Desde entonces nos hemos visto un par de veces. Ahora mi familia en Italia está siendo muy mediática. Desde diciembre no paran de hablar de mi hermana en todos los medios: a su hijo le hicieron un trasplante de corazón y le pusieron un corazón quemado. Falleció en diciembre. El trasplante era de un corazón que no funcionaba. No fui capaz de ir al funeral de mi sobrino, pero, no obstante, la quiero. A mi sobrino ni siquiera lo vi. No fui capaz de volver a Italia, ni a ver a mi familia y, sobre todo, no soy capaz a día de hoy de volver a encontrarme con mi padre.

Un momento de la charla del activista LGBTIQ+ ayer en la Plataforma Sociosanitaria. / Vicent Marí
¿Le gustaría destacar alguna parte del libro que sea su preferida?
Sí, creo que cada persona tiene su vivencia: nunca hay que pensar que alguien tiene la vida perfecta. Hay cosas que no se pueden olvidar, pero decides qué haces con tus circunstancias. Lo que cuento en el epílogo final del libro es que he vivido una montaña rusa de emociones, pero por más que mi infancia fuera desesperada y horrible, aprendí mucho. Conocí a un montón de gente buena y la vida es maravillosa. No te puedes encasillar en el papel de víctima todo el rato. Hay que entender que las cosas que te pasan a veces no pasan por una razón, pasan porque tienen que pasar. Lo más importante es vivir el momento aquí y ahora, luchar por tus derechos, por amar a la persona que quieras, por tener los amigos que quieras, para librarte de una situación que no te gusta o para despertarte por la mañana y sonreír.

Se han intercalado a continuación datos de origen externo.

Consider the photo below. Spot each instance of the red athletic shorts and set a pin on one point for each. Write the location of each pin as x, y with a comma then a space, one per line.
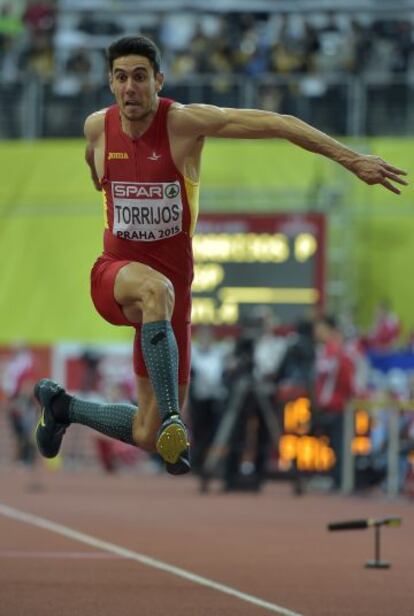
103, 276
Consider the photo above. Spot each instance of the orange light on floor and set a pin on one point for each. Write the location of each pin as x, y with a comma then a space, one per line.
362, 423
361, 445
310, 453
288, 447
297, 416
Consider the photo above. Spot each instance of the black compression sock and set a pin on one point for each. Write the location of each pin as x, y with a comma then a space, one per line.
60, 407
115, 420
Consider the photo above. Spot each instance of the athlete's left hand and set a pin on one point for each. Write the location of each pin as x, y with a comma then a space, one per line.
374, 170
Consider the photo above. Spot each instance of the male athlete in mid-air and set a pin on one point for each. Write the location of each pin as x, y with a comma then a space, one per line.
144, 154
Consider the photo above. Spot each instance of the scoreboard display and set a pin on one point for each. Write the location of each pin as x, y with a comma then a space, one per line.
248, 260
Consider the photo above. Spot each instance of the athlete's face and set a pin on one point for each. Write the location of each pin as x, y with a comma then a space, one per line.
135, 87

¿Cambiaría algo de lo que le ha pasado?
No, porque todo lo que me ha pasado me ha hecho la persona que soy hoy en día. Podría haberme quedado en mi pequeño pueblo, haber seguido las raíces de mi familia entrando y saliendo de la cárcel cada dos por tres, o metiéndome en la droga. A lo mejor hoy no estaría vivo, pero no. Al final, la vida me ha dado mucho. Hoy en día vivo aquí en España, un país que adoro, que me ha acogido desde el primer día con los brazos abiertos. Para mí, haber podido casarme con un hombre, poder ir al ayuntamiento a hacer una solicitud y ser padre y haber podido formar mi familia es la cosa más bonita que tengo. Esta pequeña criatura que cuando llego a casa abre la puerta y me dice "te quiero papá". Si todo lo que he tenido que vivir me acaba llevando hasta aquí, lo volvería a hacer mil veces porque hoy soy la persona más feliz del mundo.
¿Qué quiere transmitir con sus charlas?
Compartirles mis vivencias, escucharles. Espero que ellos también se abran y compartan sus vivencias. Y, sobre todo, darles fuerza, esperanza y trasmitirles que se puede. Si tú quieres cambiar tu vida, mejorarla y ser feliz, se puede, mientras puedas abrir los ojos y respirar, hay oportunidad. No importa la edad, tus condiciones, tu enfermedad, tu situación o el dinero. Dos veces en mi vida me he subido a un avión, me he ido a otra parte del mundo sin nada y lo he conseguido. Si yo puedo, viniendo de donde vengo, todo el mundo puede.